ISSN: 2222-6990
Open access
By analyzing how AI alters the sensing, seizing, and reconfiguring processes, this study rethinks the micro-foundations of dynamic capabilities (DC) in the era of artificial intelligence. The emergence of AI introduces new actors, mechanisms, and decision logics that drastically change how businesses perceive their surroundings and react to change. Traditional Dynamic Capabilities theory is based on human cognition, routines, and experiential judgment. This study creates a hybrid framework with hybrid actors, algorithmic mechanisms, and hybrid decision logic based on dynamic capability theory, organizational information processing, human–AI collaboration, and algorithmic agency research. The analysis demonstrates that AI is an emerging meta-capability that increases the scope and speed of environmental sensing, rather than just a technical tool, accelerates resource reconfiguration through automation and digital replication and improves strategic seizing through simulation, prediction, and optimization. These changes result in a hybrid human-AI configuration rather than a human-centric model for capability formation.
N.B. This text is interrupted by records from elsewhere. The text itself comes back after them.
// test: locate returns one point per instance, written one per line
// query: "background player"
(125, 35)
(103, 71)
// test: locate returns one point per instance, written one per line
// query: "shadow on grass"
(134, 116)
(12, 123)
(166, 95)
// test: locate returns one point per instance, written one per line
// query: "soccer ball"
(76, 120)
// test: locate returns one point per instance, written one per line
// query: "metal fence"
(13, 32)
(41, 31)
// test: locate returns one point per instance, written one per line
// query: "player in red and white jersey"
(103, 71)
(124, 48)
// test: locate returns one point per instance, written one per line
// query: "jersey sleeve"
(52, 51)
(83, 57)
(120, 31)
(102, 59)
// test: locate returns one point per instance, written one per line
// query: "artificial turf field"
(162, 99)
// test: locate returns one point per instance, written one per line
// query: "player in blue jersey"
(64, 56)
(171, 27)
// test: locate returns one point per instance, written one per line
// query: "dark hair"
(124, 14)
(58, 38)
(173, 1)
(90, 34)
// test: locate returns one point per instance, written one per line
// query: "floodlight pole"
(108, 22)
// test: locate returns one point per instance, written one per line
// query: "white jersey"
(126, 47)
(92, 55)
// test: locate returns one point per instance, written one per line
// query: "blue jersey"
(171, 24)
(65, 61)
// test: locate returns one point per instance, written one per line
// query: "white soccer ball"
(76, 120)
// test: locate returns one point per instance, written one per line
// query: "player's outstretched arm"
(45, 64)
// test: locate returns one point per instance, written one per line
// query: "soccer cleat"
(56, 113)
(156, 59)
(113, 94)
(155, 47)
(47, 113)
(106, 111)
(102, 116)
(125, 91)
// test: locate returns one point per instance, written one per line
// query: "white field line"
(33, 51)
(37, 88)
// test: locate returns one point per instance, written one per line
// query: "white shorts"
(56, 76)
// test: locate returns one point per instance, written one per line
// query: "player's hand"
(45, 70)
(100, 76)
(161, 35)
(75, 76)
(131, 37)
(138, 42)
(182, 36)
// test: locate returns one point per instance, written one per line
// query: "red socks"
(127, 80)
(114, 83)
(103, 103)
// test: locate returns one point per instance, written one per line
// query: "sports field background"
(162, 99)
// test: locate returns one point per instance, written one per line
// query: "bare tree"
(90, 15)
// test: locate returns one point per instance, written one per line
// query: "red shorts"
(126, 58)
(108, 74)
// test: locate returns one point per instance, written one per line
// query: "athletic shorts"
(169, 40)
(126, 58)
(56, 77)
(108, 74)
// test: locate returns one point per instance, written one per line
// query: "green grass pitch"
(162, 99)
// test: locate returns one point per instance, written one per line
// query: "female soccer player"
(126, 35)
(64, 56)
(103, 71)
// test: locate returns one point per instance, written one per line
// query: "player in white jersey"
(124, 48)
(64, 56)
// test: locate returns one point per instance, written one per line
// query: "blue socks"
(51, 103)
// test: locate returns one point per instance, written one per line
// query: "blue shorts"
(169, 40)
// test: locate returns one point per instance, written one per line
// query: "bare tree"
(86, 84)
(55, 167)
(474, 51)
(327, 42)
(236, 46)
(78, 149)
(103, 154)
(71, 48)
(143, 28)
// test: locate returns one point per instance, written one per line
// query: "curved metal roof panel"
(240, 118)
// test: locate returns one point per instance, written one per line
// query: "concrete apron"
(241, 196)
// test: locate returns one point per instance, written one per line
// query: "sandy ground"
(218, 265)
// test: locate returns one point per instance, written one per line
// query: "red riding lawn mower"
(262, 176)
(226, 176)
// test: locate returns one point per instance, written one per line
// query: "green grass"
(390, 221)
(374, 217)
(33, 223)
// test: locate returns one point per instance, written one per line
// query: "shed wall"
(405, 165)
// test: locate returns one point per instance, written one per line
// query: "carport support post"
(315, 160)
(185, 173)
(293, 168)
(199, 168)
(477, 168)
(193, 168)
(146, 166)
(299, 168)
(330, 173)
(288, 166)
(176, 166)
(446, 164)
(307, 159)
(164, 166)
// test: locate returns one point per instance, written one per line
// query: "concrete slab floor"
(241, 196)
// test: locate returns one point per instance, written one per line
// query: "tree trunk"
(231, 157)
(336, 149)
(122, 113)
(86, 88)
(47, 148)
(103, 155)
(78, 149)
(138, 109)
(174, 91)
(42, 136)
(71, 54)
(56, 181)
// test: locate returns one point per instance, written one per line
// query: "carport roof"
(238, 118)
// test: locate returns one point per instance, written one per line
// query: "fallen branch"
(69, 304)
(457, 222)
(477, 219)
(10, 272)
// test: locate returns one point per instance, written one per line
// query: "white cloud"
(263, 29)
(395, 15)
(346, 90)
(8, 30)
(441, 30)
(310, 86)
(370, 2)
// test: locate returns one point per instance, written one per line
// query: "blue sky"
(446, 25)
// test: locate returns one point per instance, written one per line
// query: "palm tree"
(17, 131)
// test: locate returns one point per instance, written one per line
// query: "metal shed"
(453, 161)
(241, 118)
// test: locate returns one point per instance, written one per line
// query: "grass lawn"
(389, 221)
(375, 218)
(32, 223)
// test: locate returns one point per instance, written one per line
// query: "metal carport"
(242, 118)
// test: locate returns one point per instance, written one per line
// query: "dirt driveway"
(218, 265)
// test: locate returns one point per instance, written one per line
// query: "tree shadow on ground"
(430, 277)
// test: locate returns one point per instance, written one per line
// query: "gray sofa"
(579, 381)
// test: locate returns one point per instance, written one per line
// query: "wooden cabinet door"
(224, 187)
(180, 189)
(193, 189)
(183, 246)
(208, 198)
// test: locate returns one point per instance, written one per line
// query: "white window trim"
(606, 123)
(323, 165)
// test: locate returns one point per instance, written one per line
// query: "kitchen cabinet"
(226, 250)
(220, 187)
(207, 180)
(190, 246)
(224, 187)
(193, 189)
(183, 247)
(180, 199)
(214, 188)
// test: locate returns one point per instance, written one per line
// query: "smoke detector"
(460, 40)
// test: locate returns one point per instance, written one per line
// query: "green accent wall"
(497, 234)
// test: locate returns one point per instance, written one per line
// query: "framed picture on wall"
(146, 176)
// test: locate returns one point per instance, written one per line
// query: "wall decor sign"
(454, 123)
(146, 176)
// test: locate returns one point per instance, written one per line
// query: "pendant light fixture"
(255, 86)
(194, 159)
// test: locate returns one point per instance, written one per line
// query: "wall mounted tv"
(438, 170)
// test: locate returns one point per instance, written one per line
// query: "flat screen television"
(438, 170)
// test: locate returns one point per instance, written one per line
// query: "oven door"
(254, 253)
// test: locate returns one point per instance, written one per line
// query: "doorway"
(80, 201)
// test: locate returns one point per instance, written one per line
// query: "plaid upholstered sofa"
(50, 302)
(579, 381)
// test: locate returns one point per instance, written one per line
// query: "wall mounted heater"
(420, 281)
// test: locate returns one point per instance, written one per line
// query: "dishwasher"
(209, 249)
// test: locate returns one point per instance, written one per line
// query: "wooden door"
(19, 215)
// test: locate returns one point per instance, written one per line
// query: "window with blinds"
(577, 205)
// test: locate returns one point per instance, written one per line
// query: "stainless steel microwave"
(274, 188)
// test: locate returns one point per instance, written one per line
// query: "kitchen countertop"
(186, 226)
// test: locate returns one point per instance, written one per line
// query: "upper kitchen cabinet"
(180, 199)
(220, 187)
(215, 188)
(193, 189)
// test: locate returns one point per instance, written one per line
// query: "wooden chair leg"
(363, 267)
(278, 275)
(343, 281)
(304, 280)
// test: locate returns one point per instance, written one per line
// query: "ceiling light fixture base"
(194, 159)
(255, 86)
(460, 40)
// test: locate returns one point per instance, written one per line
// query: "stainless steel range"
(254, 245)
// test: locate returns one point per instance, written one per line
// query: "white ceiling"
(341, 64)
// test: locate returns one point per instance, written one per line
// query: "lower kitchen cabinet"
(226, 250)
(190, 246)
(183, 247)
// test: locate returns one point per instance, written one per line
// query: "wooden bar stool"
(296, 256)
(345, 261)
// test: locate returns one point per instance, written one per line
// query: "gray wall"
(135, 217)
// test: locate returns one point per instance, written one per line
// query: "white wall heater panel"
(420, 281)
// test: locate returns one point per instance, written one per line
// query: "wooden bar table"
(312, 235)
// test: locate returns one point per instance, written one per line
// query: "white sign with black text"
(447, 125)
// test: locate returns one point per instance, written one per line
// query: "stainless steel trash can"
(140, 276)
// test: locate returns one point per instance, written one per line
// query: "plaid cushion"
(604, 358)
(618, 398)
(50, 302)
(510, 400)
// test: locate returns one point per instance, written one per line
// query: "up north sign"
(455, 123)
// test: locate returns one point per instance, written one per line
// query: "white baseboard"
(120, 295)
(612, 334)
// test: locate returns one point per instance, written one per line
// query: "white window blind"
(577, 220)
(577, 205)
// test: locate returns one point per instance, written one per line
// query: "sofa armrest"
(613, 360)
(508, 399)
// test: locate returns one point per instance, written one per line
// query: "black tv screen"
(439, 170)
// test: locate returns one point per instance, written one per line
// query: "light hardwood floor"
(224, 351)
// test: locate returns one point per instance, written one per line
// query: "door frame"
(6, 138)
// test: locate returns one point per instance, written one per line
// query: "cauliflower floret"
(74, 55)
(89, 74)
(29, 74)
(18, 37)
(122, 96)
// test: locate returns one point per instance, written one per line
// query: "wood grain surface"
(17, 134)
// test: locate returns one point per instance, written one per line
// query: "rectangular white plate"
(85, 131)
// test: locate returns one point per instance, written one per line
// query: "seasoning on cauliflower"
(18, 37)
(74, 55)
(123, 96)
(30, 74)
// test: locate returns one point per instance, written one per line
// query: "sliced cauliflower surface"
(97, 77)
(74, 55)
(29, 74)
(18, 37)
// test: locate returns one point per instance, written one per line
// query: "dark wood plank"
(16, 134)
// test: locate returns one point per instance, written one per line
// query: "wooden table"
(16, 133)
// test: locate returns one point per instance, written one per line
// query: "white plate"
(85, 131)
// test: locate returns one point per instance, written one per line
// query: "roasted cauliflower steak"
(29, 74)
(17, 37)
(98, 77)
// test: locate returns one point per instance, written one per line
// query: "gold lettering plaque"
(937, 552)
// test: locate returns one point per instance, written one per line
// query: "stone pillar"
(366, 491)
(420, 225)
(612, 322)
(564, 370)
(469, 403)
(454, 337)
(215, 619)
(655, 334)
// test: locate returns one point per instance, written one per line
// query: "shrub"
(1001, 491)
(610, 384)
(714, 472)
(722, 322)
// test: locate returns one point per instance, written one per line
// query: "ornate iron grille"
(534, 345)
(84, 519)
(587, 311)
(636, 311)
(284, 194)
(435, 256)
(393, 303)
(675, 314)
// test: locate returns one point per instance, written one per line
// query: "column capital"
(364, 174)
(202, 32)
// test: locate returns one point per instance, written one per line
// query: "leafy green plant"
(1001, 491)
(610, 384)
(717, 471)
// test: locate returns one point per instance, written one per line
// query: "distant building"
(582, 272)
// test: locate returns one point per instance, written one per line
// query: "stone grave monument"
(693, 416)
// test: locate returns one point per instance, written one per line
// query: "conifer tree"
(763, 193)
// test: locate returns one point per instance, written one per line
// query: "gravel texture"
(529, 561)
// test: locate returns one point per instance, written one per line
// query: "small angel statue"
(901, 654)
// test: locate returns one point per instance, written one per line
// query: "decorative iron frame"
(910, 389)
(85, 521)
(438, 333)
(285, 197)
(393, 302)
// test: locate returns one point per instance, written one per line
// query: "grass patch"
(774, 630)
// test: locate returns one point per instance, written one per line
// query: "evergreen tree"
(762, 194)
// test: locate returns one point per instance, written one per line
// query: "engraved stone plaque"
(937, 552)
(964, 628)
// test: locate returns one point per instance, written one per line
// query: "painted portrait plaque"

Empirical research is necessary as a conceptual study to verify the suggested claims and investigate cross-industry variations and the dynamics of human–AI interaction. Practically, firms must redesign their sensing, decision-making, and reconfiguration systems to integrate AI, while managers need new competencies in orchestrating human–AI collaboration and overseeing algorithmic governance. This study provides one of the earliest systematic frameworks for understanding how AI reshapes the micro foundations of dynamic capabilities and offers a new theoretical lens for explaining enterprise evolution in the AI era.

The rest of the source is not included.